Robots that learn and share new language
Researchers at OpenAI, which is the artificial intelligence lab created by Tesla founder Elon Musk, have taught robots to use language to complete simple tasks. ROBOTS have communicated with each other using a shared language that they made up as they went along in an amazing new experiment.
Experts at OpenAI, an artificial intelligence lab created by Tesla founder Elon Musk based in San Francisco, have taught robots to start their own language so they could help each other complete simple tasks.
In the future, researchers hope that as the language becomes more complex, they will have a “translator bot” that will be able to convert robot chat into English.
The team created a world where robots learnt a language that enabled them to complete simple tasks such as moving themselves from A to B.
Experts created a two-dimensional world to navigate and the robots — or agents — had to find their way around.
The robots relied on a technique called reinforcement learning which involved them using different sounds.
They taught agents to create language by dropping them into a set of simple worlds, giving them the ability to communicate, and then giving them goals that can be best achieved by communicating with other agent.
“If they achieve a goal, then they get rewarded,” said the team.
“With reinforcement learning, they developed a shared language to help them achieve their goals”, they said.
For example, a speaker would start to form an association between the word “house” and the image of a house.

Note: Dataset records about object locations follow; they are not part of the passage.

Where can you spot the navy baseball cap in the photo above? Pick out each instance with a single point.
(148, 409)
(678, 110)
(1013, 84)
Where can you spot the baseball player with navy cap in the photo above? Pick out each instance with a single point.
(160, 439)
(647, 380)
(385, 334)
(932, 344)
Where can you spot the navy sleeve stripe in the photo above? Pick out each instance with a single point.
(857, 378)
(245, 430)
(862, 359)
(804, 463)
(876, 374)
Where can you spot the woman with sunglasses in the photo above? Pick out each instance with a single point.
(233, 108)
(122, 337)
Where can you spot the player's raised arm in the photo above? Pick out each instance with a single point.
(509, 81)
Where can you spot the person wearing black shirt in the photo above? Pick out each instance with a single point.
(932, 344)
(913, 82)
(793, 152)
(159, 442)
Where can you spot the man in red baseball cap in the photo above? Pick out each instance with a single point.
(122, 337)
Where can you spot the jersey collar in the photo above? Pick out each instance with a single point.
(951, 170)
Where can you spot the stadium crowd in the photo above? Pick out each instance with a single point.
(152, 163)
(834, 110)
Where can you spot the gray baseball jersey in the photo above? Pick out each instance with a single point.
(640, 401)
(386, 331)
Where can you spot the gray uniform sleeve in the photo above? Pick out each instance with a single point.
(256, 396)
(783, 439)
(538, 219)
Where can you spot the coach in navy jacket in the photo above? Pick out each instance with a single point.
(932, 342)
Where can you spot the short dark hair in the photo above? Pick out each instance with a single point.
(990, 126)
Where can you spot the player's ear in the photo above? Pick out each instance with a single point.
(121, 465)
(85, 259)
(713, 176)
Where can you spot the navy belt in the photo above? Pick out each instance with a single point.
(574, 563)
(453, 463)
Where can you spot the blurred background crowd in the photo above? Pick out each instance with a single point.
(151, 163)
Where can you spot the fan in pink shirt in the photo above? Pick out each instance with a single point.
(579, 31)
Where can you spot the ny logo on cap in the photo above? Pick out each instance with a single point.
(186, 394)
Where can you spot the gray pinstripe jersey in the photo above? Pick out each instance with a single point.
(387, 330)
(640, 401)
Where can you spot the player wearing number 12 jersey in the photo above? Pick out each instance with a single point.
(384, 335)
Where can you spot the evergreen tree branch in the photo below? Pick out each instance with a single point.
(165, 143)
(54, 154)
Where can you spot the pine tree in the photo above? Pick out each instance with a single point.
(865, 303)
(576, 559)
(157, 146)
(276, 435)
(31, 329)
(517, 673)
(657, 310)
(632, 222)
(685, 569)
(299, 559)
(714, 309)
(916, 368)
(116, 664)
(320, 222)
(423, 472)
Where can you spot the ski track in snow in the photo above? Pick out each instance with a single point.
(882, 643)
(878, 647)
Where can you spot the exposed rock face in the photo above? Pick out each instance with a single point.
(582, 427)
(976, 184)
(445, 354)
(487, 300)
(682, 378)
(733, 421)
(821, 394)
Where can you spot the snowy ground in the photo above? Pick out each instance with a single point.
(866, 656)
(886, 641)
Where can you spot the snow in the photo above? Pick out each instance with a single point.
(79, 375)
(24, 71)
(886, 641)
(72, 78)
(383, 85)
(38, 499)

As they build up their vocabulary, they can start using sentences that allow them to convey ideas to one another.
As the language becomes more complex, experts hope they will be able to translate what they are saying into English.
The team gave the robots two types of actions, one environment action such as looking at something; and communication actions, such as broadcasting a word to one of the other agents.
Robots were able to modify their messages to improve the effectiveness of communication.
For example, if an agent realises it could have performed something better had it had supplementary information, he will communicate this information to the next agent so its instructions are as clear as possible.
The team found that agents were able to evolve languages to fit the situation and able to accomplish tasks by communicating with one another.
“We hope that this research into growing a language will let us develop machines that have their own language tied to their own lived experience,” the researchers wrote.
“We think that if we slowly increase the complexity of their environment, and the range of actions the agents themselves are allowed to take, it’s possible they’ll create an expressive language which contains concepts beyond the basic verbs and nouns.”